I need these to all be “Additional Distribution”. Can I do this in one Find/Replace rule by having multiple search terms and one replace term? (Is boolean OR supported? I tried a few things with no luck.) There are about 100 of these, so while one rule for each is possible, it’s messy and will get even messier over the years.

For the regex, try:
((Insd|Lqc) .+)
You can add more common words next to the existing ones in the expression - just separate each one with a | character. In the replace field, leave it blank.

For your second question, the current version of the Find & Replace step allows you to add as many search terms as you want to be replaced by a single term! So 1 rule would do all of those, which I think will help a lot.
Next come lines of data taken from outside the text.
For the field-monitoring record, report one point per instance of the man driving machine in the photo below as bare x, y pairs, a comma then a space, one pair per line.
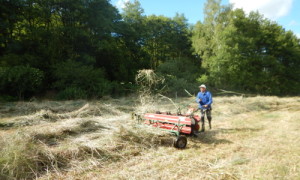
204, 99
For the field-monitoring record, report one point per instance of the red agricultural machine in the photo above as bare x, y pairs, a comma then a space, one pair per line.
178, 124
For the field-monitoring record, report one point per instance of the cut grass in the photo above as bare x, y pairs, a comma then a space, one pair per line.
252, 138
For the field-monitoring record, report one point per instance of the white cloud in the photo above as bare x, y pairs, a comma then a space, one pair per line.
272, 9
120, 4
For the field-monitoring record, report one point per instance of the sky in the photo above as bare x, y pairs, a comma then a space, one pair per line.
284, 12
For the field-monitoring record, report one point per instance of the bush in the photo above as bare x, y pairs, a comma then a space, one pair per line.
20, 80
180, 74
75, 80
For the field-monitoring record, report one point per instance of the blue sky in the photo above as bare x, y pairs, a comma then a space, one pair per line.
285, 12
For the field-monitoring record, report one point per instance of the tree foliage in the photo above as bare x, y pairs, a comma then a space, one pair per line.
88, 49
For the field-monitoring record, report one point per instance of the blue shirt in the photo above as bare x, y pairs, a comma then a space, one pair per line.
206, 99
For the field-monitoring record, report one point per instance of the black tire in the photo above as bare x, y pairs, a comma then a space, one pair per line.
180, 142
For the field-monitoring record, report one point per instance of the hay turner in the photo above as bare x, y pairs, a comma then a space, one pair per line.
177, 124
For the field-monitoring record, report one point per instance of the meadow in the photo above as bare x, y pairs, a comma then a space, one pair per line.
252, 138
You can also click the … menu in those rules to search for the entire cell or just part of the cell, and same with the replace - replace the entire cell (as you probably want) or just replace the piece that was found.

1 Like

Thank you! Worked great (just had to remove the space) and I just realized I can use regex to remove everything after “Additional” in the example above, after a Find/Replace that changes “Add Distribution” or “Additiona” to “Additional”.

I love Parabola!

3 Likes

How do I get the regex to support the number 30 for example?

(I know this isn’t a regex forum but it may help someone :slight_smile:)

Also I found a bug in Regex transfer. To recreate:

Use (?<= in the Expression, close the window and come back, the < changes to &lt; and for some reason sometimes it breaks too, even after changing it back to <… I think if you Update Live then come back it breaks, not sure.